Abstract

Rat liver secretory component is synthesized as an integral membrane protein (mSC) and cleaved to an 80-kD soluble form (fSC) sometime during transcellular transport from the sinusoidal to the bile canalicular plasma membrane domain of hepatocytes. We have used 24-h monolayer cultures of rat hepatocytes to characterize the conversion of mSC to fSC. Cleavage of mSC in cultured hepatocytes is inhibited by the thiol protease inhibitors leupeptin, antipain, and E-64, but not by other inhibitors, including disopropylfluorophosphate, pepstatin, N-ethylmalemide, p-chloromercuribenzoic acid, and chloroquine.
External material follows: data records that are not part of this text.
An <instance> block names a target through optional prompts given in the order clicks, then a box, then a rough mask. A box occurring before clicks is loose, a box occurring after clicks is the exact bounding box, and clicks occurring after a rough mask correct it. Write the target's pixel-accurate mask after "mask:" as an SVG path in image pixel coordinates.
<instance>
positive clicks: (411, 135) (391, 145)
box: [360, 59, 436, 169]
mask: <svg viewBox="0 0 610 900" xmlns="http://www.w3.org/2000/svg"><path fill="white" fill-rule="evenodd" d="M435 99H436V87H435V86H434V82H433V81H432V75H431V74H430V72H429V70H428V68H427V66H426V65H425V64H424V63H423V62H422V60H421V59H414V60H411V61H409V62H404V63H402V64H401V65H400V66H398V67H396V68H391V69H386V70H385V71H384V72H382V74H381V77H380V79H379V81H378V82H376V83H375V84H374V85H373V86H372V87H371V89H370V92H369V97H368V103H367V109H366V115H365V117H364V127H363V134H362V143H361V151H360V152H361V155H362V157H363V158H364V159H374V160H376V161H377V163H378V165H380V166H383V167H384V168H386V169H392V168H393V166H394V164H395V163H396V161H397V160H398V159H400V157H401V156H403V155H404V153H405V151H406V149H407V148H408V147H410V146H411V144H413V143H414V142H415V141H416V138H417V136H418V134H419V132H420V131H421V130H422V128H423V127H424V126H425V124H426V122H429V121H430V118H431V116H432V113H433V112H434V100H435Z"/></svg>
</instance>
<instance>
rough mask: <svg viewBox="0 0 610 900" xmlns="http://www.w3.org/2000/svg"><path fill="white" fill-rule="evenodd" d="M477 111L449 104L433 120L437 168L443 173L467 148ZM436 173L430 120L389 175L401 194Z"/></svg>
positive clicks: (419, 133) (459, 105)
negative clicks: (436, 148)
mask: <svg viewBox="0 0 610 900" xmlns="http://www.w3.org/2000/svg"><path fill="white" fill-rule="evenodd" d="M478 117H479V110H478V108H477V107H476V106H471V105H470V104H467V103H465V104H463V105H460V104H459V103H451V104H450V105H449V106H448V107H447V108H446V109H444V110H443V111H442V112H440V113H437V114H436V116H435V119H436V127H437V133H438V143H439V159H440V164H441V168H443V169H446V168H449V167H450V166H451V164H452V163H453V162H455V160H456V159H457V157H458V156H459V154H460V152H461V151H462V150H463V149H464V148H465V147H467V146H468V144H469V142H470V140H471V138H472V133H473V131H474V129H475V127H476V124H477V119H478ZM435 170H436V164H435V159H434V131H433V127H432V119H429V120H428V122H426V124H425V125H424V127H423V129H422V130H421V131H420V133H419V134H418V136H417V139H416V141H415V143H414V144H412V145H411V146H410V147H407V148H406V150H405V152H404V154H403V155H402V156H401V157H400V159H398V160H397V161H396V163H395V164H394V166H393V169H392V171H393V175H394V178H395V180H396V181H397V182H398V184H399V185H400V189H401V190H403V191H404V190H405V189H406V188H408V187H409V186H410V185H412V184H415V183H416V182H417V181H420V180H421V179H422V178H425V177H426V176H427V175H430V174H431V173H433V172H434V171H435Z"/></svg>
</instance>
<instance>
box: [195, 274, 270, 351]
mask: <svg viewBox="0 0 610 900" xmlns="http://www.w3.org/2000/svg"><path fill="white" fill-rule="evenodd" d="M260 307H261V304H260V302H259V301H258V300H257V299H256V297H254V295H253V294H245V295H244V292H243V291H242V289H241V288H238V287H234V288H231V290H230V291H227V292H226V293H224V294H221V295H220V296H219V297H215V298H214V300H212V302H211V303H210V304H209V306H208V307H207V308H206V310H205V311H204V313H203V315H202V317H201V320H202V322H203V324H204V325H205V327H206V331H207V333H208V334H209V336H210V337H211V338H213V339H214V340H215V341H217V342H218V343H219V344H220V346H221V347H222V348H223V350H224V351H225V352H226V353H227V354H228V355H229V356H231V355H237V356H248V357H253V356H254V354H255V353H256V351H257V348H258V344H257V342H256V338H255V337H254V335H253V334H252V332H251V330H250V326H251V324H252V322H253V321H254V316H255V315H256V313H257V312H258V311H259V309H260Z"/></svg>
Leupeptin-mediated inhibition of cleavage is concentration dependent and reversible. In the presence or absence of leupeptin, only 10-20% of mSC is accessible at the cell surface. To characterize the behavior of surface as opposed to intracellular mSC, cell surface mSC was labeled with 125I by lactoperoxidase-catalyzed iodination at 4 degrees C. Cell surface 125I-mSC was converted to extracellular fSC at 4 degrees C in the absence of detectable internalization. Cleavage was inhibited by leupeptin and by anti-secretory component antiserum. Cleavage also occurred at 4 degrees C after cell disruption. In contrast, 125I-mSC that had been internalized from the cell surface was not converted to fSC at 4 degrees C in either intact or disrupted cells. Hepatocytes metabolically labeled with [35S]cys also released small quantities of fSC into the medium at 4 degrees C. The properties of fSC production indicate that cleavage occurs on the surface of cultured rat hepatocytes and not intracellularly. Other features of the cleavage reaction suggest that the mSC-cleaving protease is segregated from the majority of cell surface mSC, possibly within a specialized plasma membrane domain.